Between making violins and seeing patients, Childs earns about $130,000. He has never married, has no kids, lives simply, and could easily get by on either income alone. While running two small businesses at once may sound stressful, Childs, like many entrepreneurs, has a hard time thinking about the work he does as work. It's life, his life--as unique, as versatile, and as carefully assembled as a Bob Childs violin, and designed to last far beyond an age when most Americans retire.
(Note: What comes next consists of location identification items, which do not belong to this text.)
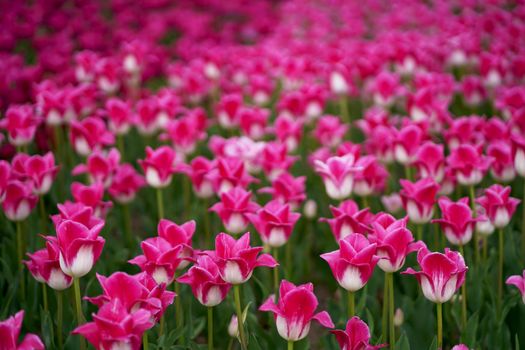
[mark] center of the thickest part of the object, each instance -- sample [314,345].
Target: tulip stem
[160,203]
[240,323]
[463,297]
[145,341]
[500,269]
[276,272]
[20,246]
[78,305]
[210,328]
[351,304]
[60,315]
[384,320]
[440,324]
[391,310]
[473,208]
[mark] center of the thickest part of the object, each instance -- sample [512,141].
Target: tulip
[114,327]
[440,277]
[352,265]
[233,209]
[519,282]
[295,311]
[348,219]
[10,331]
[338,175]
[356,336]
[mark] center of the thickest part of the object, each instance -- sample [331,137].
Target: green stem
[20,250]
[440,324]
[351,304]
[384,320]
[463,297]
[78,305]
[60,315]
[210,328]
[276,273]
[160,203]
[476,237]
[240,323]
[391,310]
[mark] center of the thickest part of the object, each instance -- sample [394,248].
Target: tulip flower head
[295,310]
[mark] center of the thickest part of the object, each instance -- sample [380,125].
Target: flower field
[266,174]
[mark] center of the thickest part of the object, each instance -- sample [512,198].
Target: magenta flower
[519,282]
[125,184]
[457,222]
[19,200]
[468,163]
[233,208]
[353,263]
[44,265]
[79,247]
[394,241]
[430,161]
[206,282]
[159,166]
[348,219]
[338,175]
[236,259]
[499,206]
[295,310]
[10,332]
[356,336]
[441,274]
[134,292]
[20,123]
[100,167]
[419,199]
[115,327]
[274,222]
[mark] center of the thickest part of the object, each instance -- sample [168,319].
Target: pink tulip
[295,310]
[91,196]
[114,327]
[356,336]
[274,222]
[44,265]
[394,242]
[20,123]
[441,274]
[519,282]
[430,161]
[134,292]
[159,166]
[348,219]
[287,189]
[89,134]
[468,163]
[498,205]
[338,175]
[19,200]
[457,222]
[419,199]
[125,184]
[371,179]
[100,167]
[236,259]
[10,332]
[206,282]
[79,247]
[352,264]
[233,208]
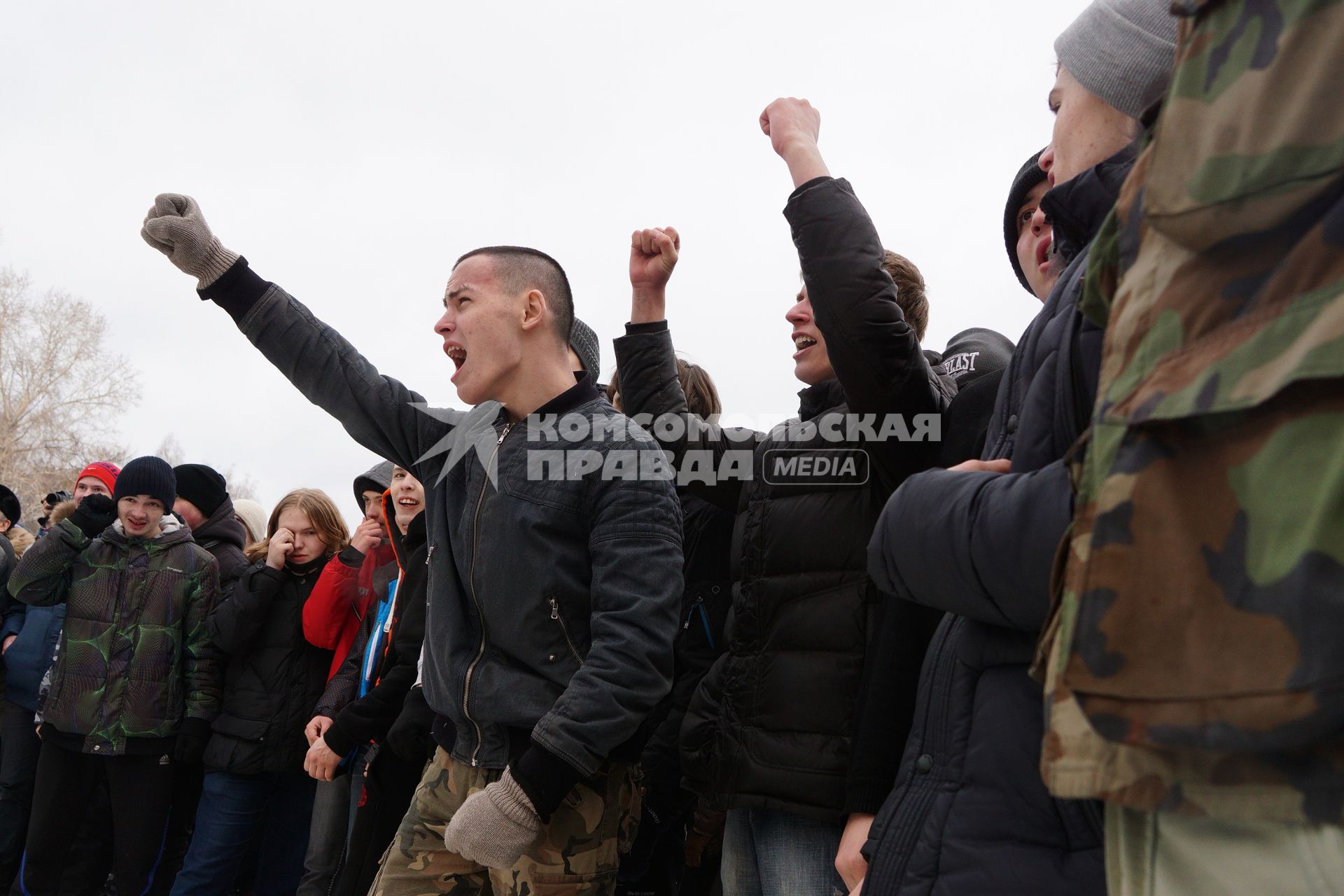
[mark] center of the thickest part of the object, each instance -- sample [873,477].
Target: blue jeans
[776,853]
[273,812]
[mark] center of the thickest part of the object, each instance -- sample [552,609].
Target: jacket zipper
[480,617]
[555,614]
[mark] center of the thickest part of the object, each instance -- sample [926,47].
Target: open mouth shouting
[456,354]
[1043,251]
[802,342]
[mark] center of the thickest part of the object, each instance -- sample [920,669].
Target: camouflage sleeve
[201,660]
[979,545]
[42,578]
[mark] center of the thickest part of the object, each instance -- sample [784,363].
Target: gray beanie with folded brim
[1123,51]
[585,344]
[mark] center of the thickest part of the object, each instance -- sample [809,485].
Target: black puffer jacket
[969,813]
[771,724]
[273,676]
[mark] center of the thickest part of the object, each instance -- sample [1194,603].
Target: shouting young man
[553,601]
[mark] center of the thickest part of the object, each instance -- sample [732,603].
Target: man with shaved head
[553,598]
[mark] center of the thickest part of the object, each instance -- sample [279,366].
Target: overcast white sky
[354,150]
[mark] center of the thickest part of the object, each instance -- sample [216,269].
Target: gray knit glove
[495,827]
[176,227]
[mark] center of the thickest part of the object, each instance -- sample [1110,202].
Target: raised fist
[368,536]
[176,227]
[281,546]
[654,254]
[96,512]
[790,122]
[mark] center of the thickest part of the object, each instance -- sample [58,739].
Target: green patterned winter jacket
[134,659]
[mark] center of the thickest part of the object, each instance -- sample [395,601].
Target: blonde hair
[321,512]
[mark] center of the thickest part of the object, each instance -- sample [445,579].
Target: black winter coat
[706,543]
[358,720]
[771,724]
[273,676]
[971,813]
[225,538]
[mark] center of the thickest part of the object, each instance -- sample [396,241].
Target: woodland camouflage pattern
[1196,659]
[134,659]
[578,850]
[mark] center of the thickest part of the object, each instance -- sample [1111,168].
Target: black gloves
[96,512]
[192,738]
[410,736]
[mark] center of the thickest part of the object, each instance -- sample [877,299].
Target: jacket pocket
[558,618]
[241,727]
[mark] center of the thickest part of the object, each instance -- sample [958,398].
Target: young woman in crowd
[369,692]
[255,789]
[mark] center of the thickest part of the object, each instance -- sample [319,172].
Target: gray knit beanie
[1121,51]
[584,342]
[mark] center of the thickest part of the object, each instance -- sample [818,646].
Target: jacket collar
[577,396]
[1078,207]
[815,399]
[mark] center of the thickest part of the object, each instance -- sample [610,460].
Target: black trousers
[19,751]
[388,788]
[141,793]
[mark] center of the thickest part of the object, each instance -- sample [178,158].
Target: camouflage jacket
[134,659]
[1195,660]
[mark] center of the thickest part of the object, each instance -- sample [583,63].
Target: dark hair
[519,267]
[910,290]
[702,397]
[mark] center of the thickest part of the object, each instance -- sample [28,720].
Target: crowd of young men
[1058,617]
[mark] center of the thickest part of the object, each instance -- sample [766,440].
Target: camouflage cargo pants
[577,853]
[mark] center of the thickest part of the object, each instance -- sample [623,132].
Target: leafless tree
[59,390]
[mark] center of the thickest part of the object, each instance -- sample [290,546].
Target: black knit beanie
[147,476]
[1027,178]
[584,342]
[202,485]
[10,505]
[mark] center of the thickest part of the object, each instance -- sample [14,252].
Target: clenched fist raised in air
[654,254]
[176,227]
[793,128]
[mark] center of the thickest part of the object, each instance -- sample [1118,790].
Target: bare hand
[281,545]
[321,762]
[316,729]
[850,862]
[1002,465]
[790,124]
[368,536]
[654,254]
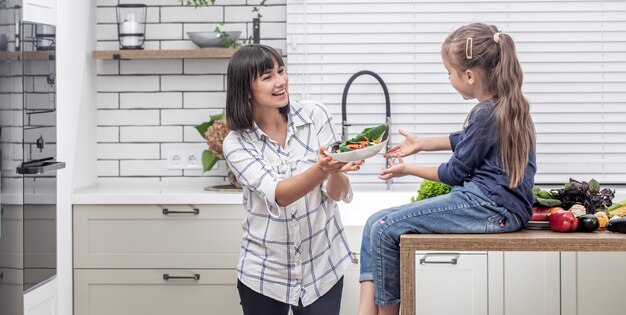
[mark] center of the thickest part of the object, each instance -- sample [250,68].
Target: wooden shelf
[31,55]
[164,54]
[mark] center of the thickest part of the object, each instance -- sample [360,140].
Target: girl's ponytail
[481,46]
[515,126]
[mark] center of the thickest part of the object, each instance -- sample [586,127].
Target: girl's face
[270,88]
[460,80]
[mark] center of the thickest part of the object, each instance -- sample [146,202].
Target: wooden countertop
[524,240]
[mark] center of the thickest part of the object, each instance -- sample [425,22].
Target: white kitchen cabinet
[123,252]
[11,247]
[157,236]
[451,283]
[131,292]
[524,283]
[11,288]
[496,283]
[42,300]
[593,282]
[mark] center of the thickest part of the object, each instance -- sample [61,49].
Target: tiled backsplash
[149,107]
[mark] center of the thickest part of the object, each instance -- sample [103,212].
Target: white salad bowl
[211,39]
[357,155]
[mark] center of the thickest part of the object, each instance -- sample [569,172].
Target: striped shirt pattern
[298,252]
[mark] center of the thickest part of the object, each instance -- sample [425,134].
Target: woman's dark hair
[244,67]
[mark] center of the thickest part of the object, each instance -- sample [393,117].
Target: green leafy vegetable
[429,189]
[369,134]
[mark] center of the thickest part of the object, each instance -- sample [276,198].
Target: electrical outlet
[192,160]
[175,160]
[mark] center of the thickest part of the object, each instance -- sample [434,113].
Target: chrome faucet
[344,121]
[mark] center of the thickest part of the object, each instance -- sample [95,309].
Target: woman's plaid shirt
[300,251]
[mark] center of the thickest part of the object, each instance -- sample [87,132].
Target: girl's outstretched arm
[401,169]
[413,144]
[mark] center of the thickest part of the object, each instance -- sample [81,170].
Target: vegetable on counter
[543,198]
[542,213]
[617,209]
[563,221]
[603,219]
[429,189]
[617,225]
[588,223]
[590,195]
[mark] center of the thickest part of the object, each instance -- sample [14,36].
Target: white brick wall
[149,107]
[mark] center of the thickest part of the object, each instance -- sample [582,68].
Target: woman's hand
[394,170]
[331,166]
[328,164]
[410,145]
[352,166]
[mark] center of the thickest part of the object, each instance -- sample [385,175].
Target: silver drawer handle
[452,261]
[195,211]
[196,276]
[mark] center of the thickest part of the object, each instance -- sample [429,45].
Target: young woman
[492,167]
[294,249]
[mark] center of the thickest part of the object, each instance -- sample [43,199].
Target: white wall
[149,107]
[76,117]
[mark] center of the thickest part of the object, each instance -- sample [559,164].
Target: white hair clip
[496,37]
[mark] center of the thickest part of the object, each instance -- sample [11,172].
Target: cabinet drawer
[142,236]
[440,276]
[131,292]
[11,231]
[11,291]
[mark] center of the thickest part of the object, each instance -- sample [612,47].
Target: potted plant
[226,40]
[214,132]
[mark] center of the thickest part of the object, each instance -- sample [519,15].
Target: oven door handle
[40,167]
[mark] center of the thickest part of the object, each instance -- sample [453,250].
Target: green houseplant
[214,132]
[228,42]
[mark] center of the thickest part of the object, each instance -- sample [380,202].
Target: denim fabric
[464,210]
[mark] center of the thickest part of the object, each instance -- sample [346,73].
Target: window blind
[573,54]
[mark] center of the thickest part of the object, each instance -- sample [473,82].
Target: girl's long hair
[474,47]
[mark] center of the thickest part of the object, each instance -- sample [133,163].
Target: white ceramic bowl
[211,39]
[357,155]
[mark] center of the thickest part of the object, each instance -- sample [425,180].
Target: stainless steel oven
[28,151]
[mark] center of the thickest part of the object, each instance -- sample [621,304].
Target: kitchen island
[558,271]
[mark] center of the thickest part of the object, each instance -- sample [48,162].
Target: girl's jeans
[464,210]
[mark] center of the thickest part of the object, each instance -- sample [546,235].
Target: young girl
[492,166]
[294,249]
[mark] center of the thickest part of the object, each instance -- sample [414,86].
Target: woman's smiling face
[271,88]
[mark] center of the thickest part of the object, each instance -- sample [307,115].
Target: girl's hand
[394,170]
[410,145]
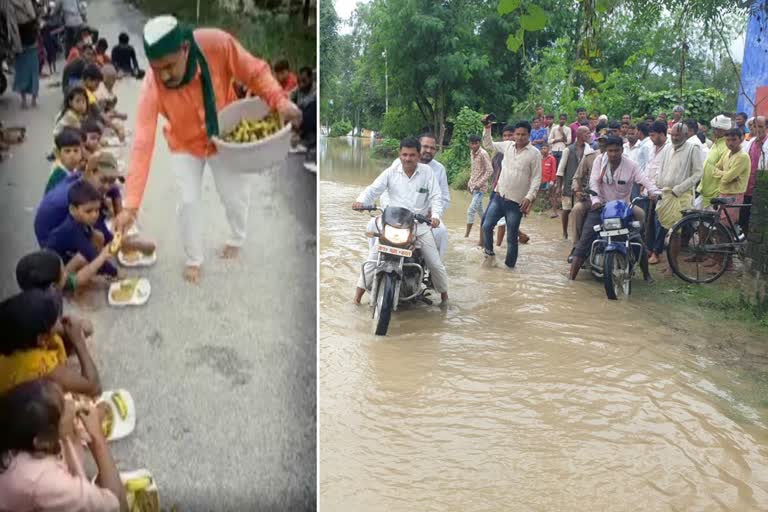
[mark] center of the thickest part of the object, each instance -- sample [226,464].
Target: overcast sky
[345,8]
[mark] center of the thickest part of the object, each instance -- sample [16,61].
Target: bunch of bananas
[139,495]
[251,131]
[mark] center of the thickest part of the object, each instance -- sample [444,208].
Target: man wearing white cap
[677,116]
[709,187]
[189,81]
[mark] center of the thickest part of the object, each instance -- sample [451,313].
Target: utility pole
[386,83]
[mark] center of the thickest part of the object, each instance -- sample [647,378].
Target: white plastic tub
[251,157]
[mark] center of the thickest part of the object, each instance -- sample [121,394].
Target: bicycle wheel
[699,248]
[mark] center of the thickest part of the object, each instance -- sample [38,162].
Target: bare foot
[230,252]
[192,274]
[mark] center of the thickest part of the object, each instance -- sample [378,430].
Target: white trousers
[426,243]
[234,192]
[440,233]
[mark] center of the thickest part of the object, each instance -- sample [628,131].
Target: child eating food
[33,346]
[69,156]
[38,443]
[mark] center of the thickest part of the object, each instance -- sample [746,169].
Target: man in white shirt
[693,137]
[428,150]
[640,150]
[412,185]
[516,189]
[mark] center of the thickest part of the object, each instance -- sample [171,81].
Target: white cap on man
[721,122]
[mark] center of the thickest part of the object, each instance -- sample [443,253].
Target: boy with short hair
[78,235]
[105,94]
[69,156]
[92,78]
[124,57]
[285,76]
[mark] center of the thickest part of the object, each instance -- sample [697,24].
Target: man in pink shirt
[612,178]
[189,81]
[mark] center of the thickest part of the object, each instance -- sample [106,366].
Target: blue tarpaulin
[754,67]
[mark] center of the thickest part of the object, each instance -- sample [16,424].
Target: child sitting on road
[41,464]
[44,270]
[285,76]
[78,236]
[92,79]
[124,58]
[71,219]
[69,156]
[105,94]
[102,58]
[32,346]
[92,141]
[73,111]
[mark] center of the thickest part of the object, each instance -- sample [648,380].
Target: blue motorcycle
[618,249]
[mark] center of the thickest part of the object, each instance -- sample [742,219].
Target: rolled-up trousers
[234,190]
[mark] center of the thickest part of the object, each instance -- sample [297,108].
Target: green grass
[720,300]
[268,35]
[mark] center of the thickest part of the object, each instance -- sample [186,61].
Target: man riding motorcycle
[412,185]
[612,178]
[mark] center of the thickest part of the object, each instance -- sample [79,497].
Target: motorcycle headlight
[397,235]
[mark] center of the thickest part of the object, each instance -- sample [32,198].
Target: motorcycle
[618,249]
[400,275]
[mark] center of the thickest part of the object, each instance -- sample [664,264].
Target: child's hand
[91,422]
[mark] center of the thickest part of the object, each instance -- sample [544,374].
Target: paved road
[223,373]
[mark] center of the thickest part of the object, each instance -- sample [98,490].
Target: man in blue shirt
[539,134]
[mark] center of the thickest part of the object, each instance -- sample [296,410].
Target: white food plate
[120,427]
[145,260]
[140,294]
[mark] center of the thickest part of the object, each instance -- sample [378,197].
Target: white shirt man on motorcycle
[409,184]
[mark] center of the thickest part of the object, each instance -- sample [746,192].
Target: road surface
[223,374]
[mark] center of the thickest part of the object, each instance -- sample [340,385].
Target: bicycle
[704,244]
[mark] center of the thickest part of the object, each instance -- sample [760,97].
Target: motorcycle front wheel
[616,276]
[383,304]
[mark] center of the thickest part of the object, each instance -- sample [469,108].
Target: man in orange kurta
[188,83]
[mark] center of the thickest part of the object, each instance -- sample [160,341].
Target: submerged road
[223,373]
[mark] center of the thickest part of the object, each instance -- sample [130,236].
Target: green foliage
[456,157]
[699,104]
[532,18]
[402,122]
[388,148]
[341,128]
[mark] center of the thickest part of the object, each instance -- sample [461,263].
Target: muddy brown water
[529,392]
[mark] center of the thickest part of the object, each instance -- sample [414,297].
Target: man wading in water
[188,82]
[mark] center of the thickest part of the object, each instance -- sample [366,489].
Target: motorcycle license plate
[405,253]
[614,232]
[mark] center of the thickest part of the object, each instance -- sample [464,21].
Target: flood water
[529,392]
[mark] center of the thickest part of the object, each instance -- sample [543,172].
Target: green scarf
[171,43]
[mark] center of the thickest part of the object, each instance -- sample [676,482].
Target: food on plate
[117,399]
[125,291]
[252,131]
[116,243]
[108,423]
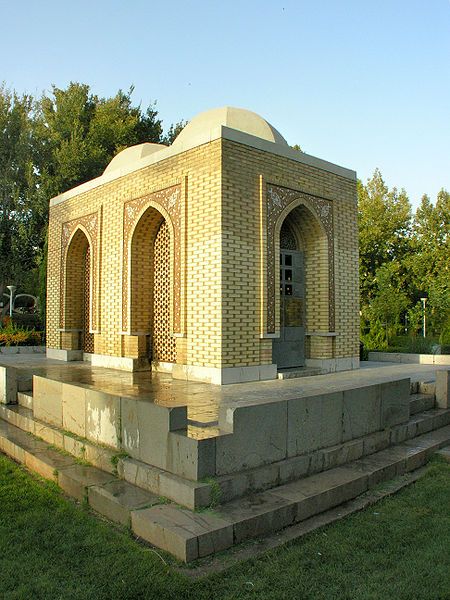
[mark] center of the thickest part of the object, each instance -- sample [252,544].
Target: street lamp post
[424,302]
[12,289]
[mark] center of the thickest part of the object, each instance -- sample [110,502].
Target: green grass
[50,548]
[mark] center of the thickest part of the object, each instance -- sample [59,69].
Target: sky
[361,83]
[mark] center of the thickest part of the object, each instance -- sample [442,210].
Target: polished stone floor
[202,399]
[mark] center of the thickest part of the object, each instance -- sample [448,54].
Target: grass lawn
[51,548]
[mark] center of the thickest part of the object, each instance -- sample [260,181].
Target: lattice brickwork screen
[164,348]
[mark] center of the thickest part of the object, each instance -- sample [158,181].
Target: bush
[13,335]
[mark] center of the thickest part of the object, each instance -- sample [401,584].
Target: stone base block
[66,355]
[218,376]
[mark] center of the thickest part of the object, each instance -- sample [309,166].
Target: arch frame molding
[168,203]
[90,225]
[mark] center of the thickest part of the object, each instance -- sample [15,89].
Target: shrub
[12,335]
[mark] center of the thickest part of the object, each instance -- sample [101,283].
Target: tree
[428,262]
[80,133]
[17,188]
[384,230]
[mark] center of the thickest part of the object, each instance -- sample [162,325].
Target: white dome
[234,118]
[131,155]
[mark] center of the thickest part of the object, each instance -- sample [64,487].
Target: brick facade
[220,206]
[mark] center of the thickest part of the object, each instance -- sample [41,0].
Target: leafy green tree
[18,186]
[390,302]
[428,262]
[80,133]
[384,230]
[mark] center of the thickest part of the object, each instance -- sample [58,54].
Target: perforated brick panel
[164,348]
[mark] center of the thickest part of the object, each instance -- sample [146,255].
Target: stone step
[25,399]
[192,494]
[295,372]
[109,496]
[420,403]
[200,494]
[190,535]
[82,449]
[445,453]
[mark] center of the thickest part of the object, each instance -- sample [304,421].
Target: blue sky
[364,84]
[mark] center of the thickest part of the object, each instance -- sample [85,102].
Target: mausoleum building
[225,257]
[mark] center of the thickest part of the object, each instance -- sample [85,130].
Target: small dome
[234,118]
[131,155]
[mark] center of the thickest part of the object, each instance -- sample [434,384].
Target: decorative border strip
[277,200]
[169,200]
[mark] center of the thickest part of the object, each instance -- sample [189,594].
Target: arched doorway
[289,349]
[304,286]
[77,310]
[150,284]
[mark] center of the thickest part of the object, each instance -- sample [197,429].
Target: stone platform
[255,458]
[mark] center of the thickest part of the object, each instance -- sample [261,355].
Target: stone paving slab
[203,400]
[116,499]
[25,399]
[75,480]
[420,403]
[190,535]
[445,453]
[184,534]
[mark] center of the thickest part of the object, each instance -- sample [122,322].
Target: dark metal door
[289,349]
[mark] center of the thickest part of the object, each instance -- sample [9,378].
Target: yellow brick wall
[221,292]
[243,169]
[202,253]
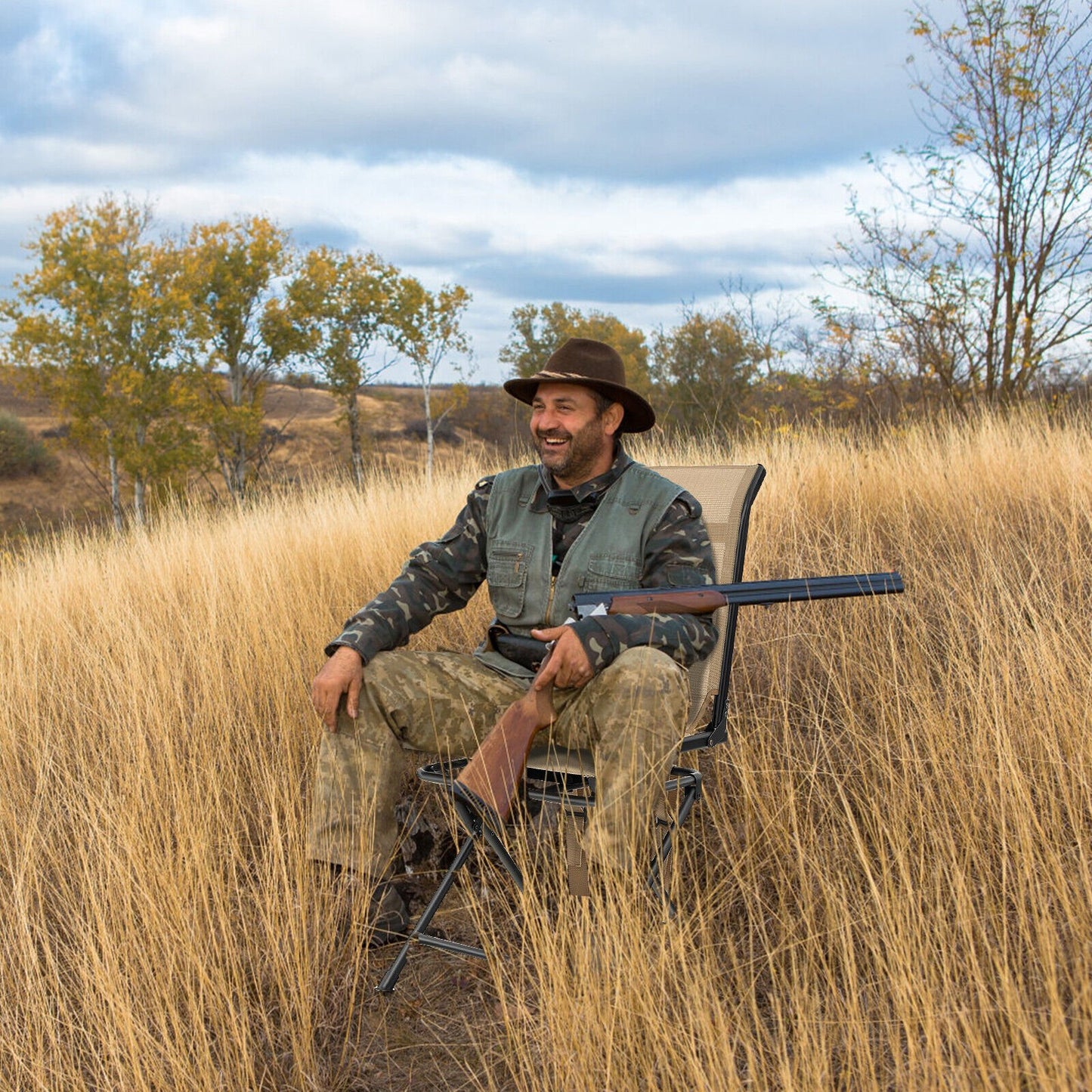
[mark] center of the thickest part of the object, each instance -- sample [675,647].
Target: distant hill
[311,441]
Childs says today that for him, making violins is "second nature," but that's only because he's worked so hard at it for so long. Early in his apprenticeship, he was given a block of wood and a small plane and told by his teacher to make a perfect square. It had to be flat enough to create suction when placed on a piece of granite, says Childs, who took a week to complete the task. "I had no concept of what that was about." A couple of years later the same teacher knocked on the door of Childs's trailer (a step up from a cabin, presumably) in Sisters, Ore., with a bottle of wine, and announced, grinning, "We're going to burn one of your violins!" The lesson of the day: You're making progress but you're not there yet. "It was a shock," says Childs. "But he was my teacher and I wanted to learn, so I did what he said."

In the mid-1980s, after ten years of dedicated study, Childs almost gave up. Handicapped since childhood by poor vision, he had begun to despair of ever being able to meet his own exacting standards of craftsmanship. He had a falling-out with his teacher at a prestigious violin shop in Philadelphia, after which he quit (or maybe he was fired), enrolled in art school, entered therapy, and began exploring issues in his past that until then he'd tried to ignore.

Childs was given up for adoption at birth. Ultimately he was raised by loving parents, but he spent the first 2 1/2 years of his life shuttling between foster homes. He learned the identity of his birth mother only after she had died; she took the mystery of who his father was to her grave. While he was in therapy, Childs dreamed one night that his search for his birth parents had brought him to the border of a "neutral country." The border guard wouldn't let him pass but led him into the guardhouse and down a long corridor to a windowless room. In the middle of the room was a light shining on a table. On the table was a violin. Engraved in the wood of the violin was the image of a small boy, crying. To Childs, the meaning of the dream is clear: Making violins is his way of giving form to the pain he experienced as a child, a pain that "doesn't have words."

In 1988, Childs moved to Cambridge and opened his own shop. He enrolled in a master's program at Harvard and later transferred to the Massachusetts School of Professional Psychology, where, after eight years of part-time study, he graduated with a doctor of psychology degree in 1998. As his practice has grown, so has his reputation as a violin maker. He estimates that he's sold about 125 violins by now, to musicians all over the world. Together they make a community, and once a year, around Christmas, members of that community come together for a concert series. A whole stage full of fiddlers--Childsplay is the name of the group--with Bob Childs, beaming, in the middle.

"Not all violin makers will agree, but I believe that the soul of the maker goes into the instrument," he says. "You want whatever it is you're expressing to live beyond your own life. When I have everybody gathered around me, it helps me feel that."